In general, subjects with white matter hyperintensities are excluded from VBM studies. Previous studies have used the following various exclusion criteria: “focal brain lesions, such as tumors and infarcts in MRI images”,20 “anatomical abnormalities”,21 “visible white matter hyperintensities (Fazekas grade 2 or higher)”,22 “more than three subcortical white matter hyperintensities exceeding 10 mm in diameter as examined on T2-weighted MRI”,23 and “vascular lesions visible in structural images”.24 MWLs are segmented to gray matter or CSF. If the signal intensity of an MWL is near that of gray matter, the MWL is segmented as gray matter. In addition, the tissue probability of gray matter in MWL was increased by decreased distance between an MWL and gray matter. Information in segmented gray and white matter images were used in spatial normalization.
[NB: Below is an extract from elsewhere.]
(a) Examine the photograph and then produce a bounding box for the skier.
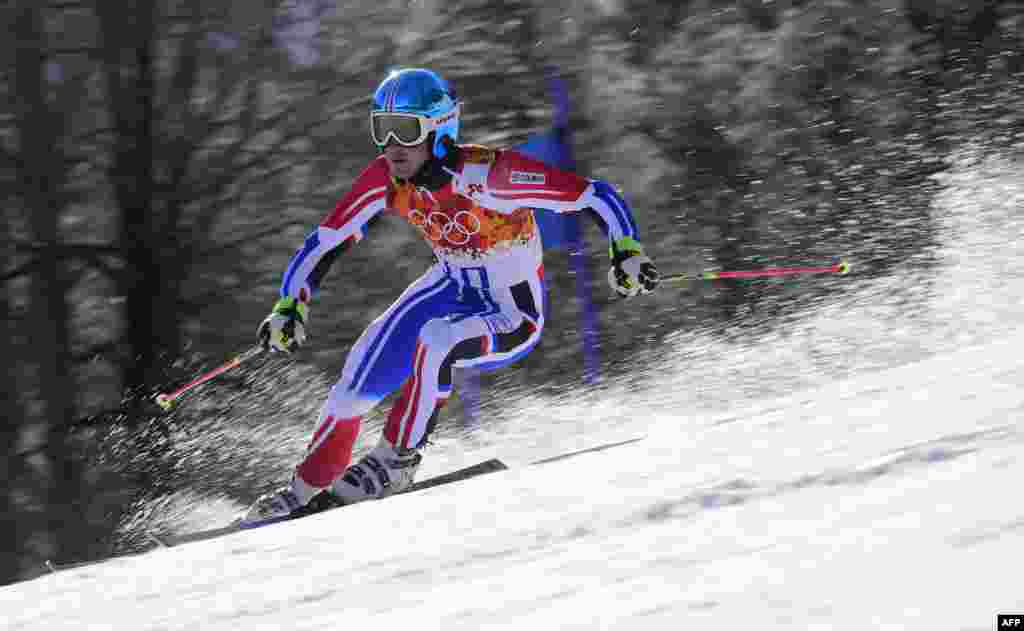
[242,69,658,525]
The effect of misclassification in group comparison with VBM is increased by using MWL with signal intensity of gray matter, compared with MWL with signal intensity of CSF. Therefore, we changed signal intensity inside MWL to that of gray matter, not CSF. In our results, some MWLs were segmented to CSF, not gray matter. In this case, some MWLs were placed near the lateral ventricle compared with other MWLs. If the signal intensity of MWL inside an ROI is changed to that of CSF, most MWLs were segmented to CSF.
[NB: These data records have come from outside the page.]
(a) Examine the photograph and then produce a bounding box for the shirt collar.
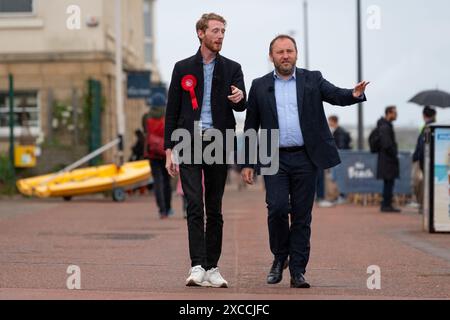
[273,68,297,80]
[202,55,217,66]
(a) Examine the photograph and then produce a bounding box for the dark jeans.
[317,169,325,200]
[150,160,172,215]
[180,151,228,270]
[264,151,318,275]
[381,179,395,208]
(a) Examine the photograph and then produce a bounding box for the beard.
[275,62,295,76]
[204,39,222,53]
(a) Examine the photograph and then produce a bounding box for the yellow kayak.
[17,160,150,199]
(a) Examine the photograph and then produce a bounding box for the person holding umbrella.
[413,106,436,212]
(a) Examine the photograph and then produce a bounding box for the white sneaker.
[204,268,228,288]
[186,265,206,287]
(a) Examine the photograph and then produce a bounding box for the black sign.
[147,85,167,107]
[332,151,412,195]
[127,71,151,99]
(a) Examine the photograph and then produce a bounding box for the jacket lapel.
[211,54,224,113]
[193,49,205,115]
[265,73,278,128]
[296,68,306,125]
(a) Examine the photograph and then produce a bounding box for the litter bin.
[14,145,36,168]
[423,124,450,233]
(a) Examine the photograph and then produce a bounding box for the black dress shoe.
[267,259,289,284]
[381,206,402,213]
[291,273,311,289]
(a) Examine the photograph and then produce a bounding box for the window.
[0,0,33,13]
[0,91,40,133]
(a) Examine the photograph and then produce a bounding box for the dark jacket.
[333,127,352,150]
[377,118,400,180]
[413,121,433,172]
[164,50,246,149]
[245,68,366,169]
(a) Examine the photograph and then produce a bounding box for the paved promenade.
[0,185,450,300]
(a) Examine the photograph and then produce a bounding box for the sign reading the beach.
[434,128,450,232]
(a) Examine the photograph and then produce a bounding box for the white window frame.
[0,89,42,138]
[0,0,38,18]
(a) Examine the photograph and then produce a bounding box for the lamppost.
[356,0,364,151]
[115,0,125,165]
[303,0,309,69]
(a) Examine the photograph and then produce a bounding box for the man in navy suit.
[242,35,368,288]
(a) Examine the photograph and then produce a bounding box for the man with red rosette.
[164,13,246,288]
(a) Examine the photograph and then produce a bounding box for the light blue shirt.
[274,70,305,148]
[200,59,216,129]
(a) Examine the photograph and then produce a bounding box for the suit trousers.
[180,141,228,270]
[264,150,318,275]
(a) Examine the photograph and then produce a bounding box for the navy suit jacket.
[244,68,366,169]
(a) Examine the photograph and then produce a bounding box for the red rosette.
[181,74,198,110]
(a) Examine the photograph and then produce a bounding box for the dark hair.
[384,106,397,116]
[422,106,436,118]
[269,34,298,53]
[328,116,339,123]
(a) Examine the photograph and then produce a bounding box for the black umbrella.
[409,90,450,108]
A major limitation of the present study is that we examined only the influence of MWLs. VBM involving clinical images includes the influences of image distortion, signal intensity uniformity, misregistration in the spatial normalization process, modulation effect, brain tissue degeneration, change in image contrast, and image artifacts.3,16,18,19,25–27 The second limitation is that our study was unable to define a clear inclusion criteria for subjects with MWLs because serious decrease of significant cluster size was found in the control vs. type B + 4L*, but not in the control vs. type A + 4L*. In the clinical setting, effect of MWLs may decrease compared with our results because positions of MWLs may vary in individuals. The detectability of brain atrophy with VBM may be further improved on including patients with MWLs because the presence of a large number of subjects increases the power of statistical analyses. Therefore, we think that group comparisons with VBM should be analyzed by groups including and excluding subjects with MWLs, respectively.
Conclusion
Our study showed that the detectability of brain volume change in VBM with gray matter images was not decreased by MWLs as lacunar infarctions. Many previous studies involving VBM excluded subjects with white matter lesions (grade >1 according to the Fazekas classification). We think that group comparisons with VBM should be analyzed by groups including and excluding subjects with MWLs, respectively.
Footnotes
Conflicts of Interest
The authors declare that they have no conflicts of interest.